Movie | Science Fiction | 116 Minutes
Rating: Skip It!

“Battle: Los Angeles” is a difficult film for me to review. There were parts I liked, parts I didn’t, and parts I enjoyed for all the wrong reasons. In the end, the film is a fairly shoddy attempt at melding “Independence Day” and “Black Hawk Down,” and suffers as a result.

Immediately, the eye is drawn to the camerawork, and not in a good way. Shot in the documentary style so common to action films these days, not a single shot is immune to the shaking jitteriness of a handheld camera. While this technique can have merit when emphasizing the hectic nature of a scene, using it during a conversation in a flower shop only serves to cheapen the effect when it’s needed most (and makes the audience nauseous).

Once you get past the vertigo-inducing visuals, though, there isn’t much left to “Battle: Los Angeles.” The characters aren’t developed and fit into several action movie stereotypes, such as “the guy who was two days away from retirement,” “the guy whose brother got killed in combat,” “the rookie” and “the action chick,” among others. Corny inspirational speeches and witless one-liners make up most of the dialogue that isn’t someone yelling a command over the “pop, pop, pop” of gunfire.

Perhaps most egregiously, the movie doesn’t seem to take its own plot seriously. One memorable moment has a pair of marines scouting out their alien enemies, and one marine wonders if the aliens are just grunts like them — sent into combat at the whim of a man behind a desk. In the very next scene, one of these aliens they just tried to humanize is being brutally cut open, while still alive, so they can determine the most effective way to kill them.

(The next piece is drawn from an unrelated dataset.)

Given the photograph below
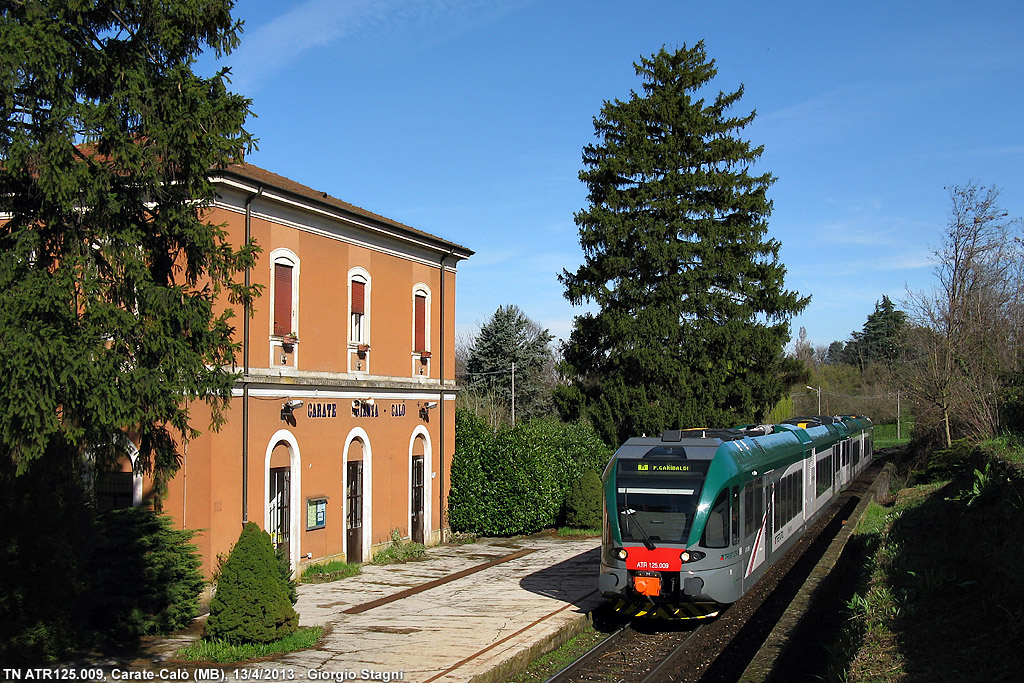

All in all, “Battle: Los Angeles” can be a fun watch, if only for the fiery explosions and frequent firefights. As a serious movie though, it fails on all fronts; with weak acting, veneer-thin characterization and camerawork that would make great cinematographers of years past cringe. Do yourself a favor and skip this movie, or at least wait until it’s been tossed in the bargain bin. It’s just not worth it.